Andover opened his mouth to say more and then closed it. Being angry with Drask was foolish and would get him nothing but dead.
Delil moved through the small shelter in a crouch and squatted next to him, looking at his chest and moving her hands over the tight bandages there. He’d have noticed them before but he was too busy recovering from being alive. “These are tight but you can breathe. Do not move too much. It will only hurt.”
She turned away from h
im for a moment and her arms got busy over the fire in front of Drask. When she turned back there were several slices of roasted meat on a small wooden plate. “Eat. You need to gain your strength. Tomorrow morning we travel again.”
Her tone was not kind, nor was it harsh. It was simply perfunctory. Still, her eyes managed what he thought was a small smile, as he took the offered food. As always, the damned veils hid their faces away too well for him to see much beyond their eyes.
The entire shelter rattled as ice and dirt lashed against it. Delil cut more slices from the slab of roasting meat and folded them over on themselves before sliding them under her veil. For a moment he saw her chin through the fabric. It looked like a perfectly normal chin, well-rounded and shapely enough. At least as shapely as a chin could manage to be without anything around it but cloth. He couldn’t understand the secrecy any more than he could understand the strange quality of the Sa’ba Taalor’s voices.

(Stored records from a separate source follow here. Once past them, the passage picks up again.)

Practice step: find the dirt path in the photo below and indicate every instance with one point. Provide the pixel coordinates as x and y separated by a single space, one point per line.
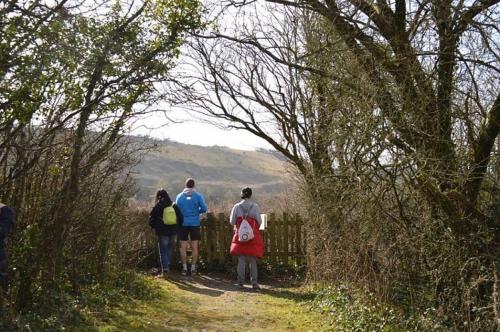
206 303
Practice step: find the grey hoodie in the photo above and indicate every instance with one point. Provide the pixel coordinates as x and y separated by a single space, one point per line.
245 208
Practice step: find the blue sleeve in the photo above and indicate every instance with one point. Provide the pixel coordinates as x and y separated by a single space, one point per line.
178 214
203 205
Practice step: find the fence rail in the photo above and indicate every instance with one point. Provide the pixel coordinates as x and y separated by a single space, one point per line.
284 239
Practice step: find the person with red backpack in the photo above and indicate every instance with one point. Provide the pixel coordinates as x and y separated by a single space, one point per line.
247 243
165 218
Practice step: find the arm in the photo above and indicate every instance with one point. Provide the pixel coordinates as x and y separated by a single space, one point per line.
232 218
256 214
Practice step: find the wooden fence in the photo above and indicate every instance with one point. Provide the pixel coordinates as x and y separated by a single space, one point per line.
284 239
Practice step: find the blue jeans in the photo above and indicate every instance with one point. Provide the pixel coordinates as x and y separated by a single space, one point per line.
166 245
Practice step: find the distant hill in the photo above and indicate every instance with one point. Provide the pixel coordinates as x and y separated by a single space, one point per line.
220 172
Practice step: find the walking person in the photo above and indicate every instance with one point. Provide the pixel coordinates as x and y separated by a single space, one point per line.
165 218
192 204
247 249
7 221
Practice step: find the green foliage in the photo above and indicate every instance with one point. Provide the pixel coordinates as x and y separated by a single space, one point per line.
349 309
95 298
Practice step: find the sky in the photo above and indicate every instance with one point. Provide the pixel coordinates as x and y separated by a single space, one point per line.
184 128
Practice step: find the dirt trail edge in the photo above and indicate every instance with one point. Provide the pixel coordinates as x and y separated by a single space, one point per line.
208 303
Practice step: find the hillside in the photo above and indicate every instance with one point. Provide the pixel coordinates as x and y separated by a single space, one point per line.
219 172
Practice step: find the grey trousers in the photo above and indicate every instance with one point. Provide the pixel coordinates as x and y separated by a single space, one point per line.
242 262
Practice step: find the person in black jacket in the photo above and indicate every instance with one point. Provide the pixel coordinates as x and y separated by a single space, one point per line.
160 219
7 220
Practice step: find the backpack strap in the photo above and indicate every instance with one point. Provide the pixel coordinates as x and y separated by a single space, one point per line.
245 215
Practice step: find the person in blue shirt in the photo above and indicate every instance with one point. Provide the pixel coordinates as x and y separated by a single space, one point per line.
191 204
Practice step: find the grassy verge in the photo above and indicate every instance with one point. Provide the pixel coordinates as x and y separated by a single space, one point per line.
70 312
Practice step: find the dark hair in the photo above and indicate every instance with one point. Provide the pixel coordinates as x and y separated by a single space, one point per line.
189 183
162 195
246 192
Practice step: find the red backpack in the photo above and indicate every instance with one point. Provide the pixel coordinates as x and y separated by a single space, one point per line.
253 247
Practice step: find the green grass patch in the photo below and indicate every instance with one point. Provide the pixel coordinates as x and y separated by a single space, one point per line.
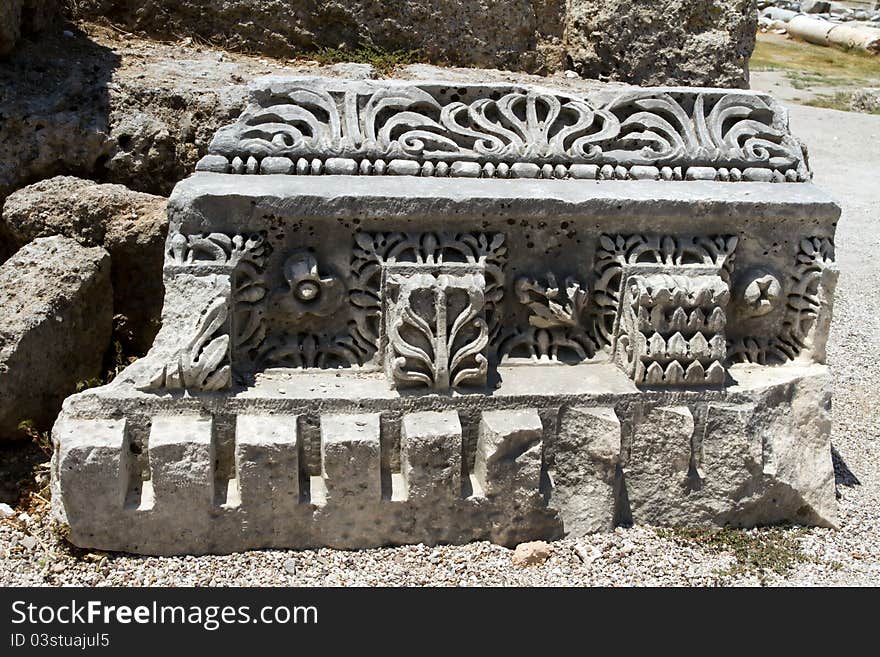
384 61
757 552
815 64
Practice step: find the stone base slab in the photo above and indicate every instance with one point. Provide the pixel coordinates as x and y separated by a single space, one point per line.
338 459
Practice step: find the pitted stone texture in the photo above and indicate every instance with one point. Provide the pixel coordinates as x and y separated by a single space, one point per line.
509 452
130 225
10 25
656 471
582 465
350 458
56 300
798 472
430 454
726 487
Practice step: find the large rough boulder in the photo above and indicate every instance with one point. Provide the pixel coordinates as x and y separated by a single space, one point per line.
484 33
691 42
131 226
55 327
696 42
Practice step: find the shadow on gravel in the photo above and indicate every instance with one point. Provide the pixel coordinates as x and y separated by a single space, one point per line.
843 476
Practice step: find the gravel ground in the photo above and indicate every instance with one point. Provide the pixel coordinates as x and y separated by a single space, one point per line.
843 154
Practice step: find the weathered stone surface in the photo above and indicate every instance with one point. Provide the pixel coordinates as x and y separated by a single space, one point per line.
707 42
582 465
350 457
56 301
656 472
532 553
509 315
509 452
131 226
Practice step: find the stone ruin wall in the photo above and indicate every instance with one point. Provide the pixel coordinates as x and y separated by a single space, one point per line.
694 42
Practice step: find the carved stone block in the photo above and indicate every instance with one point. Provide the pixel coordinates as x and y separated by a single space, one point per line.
397 314
436 330
672 329
350 458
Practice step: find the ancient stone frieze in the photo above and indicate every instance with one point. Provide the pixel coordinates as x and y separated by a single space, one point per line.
426 129
557 321
532 350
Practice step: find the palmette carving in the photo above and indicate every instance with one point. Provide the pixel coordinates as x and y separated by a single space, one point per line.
556 322
373 252
301 127
214 248
437 332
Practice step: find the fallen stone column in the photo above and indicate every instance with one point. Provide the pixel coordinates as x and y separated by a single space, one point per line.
827 33
402 312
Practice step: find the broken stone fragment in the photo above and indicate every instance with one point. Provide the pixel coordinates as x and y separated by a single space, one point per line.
57 312
532 553
131 226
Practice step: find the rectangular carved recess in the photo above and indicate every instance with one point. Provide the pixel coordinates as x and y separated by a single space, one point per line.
436 311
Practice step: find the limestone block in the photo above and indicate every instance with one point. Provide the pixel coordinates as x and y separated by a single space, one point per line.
351 457
661 42
657 468
509 451
430 454
267 462
57 312
181 452
462 279
585 457
91 464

“How far away from the Seven Forges are we?” He took the time to ask the question only after he’d rammed the first cut of juicy meat into his mouth and chewed it into nothingness. His hunger did not abate in the least and he intended to eat as much as he could manage in a single sitting. He couldn’t remember the last time he’d eaten. The meat was gamey, and heavy with enough fat to make it tender. His stomach fairly roared for more.
Drask shrugged his broad shoulders. “We could be there in a week or less. We will probably take much longer. The storms will not abate for at least another day or so, if I am right.” He shrugged again. “I am normally right.” Bromt nodded his agreement.
“Why will we take longer?”
“You are not healed yet, Andover. You must be mended before we head through Durhallem’s Pass. There will be challenges for you there and you must be ready to face them.”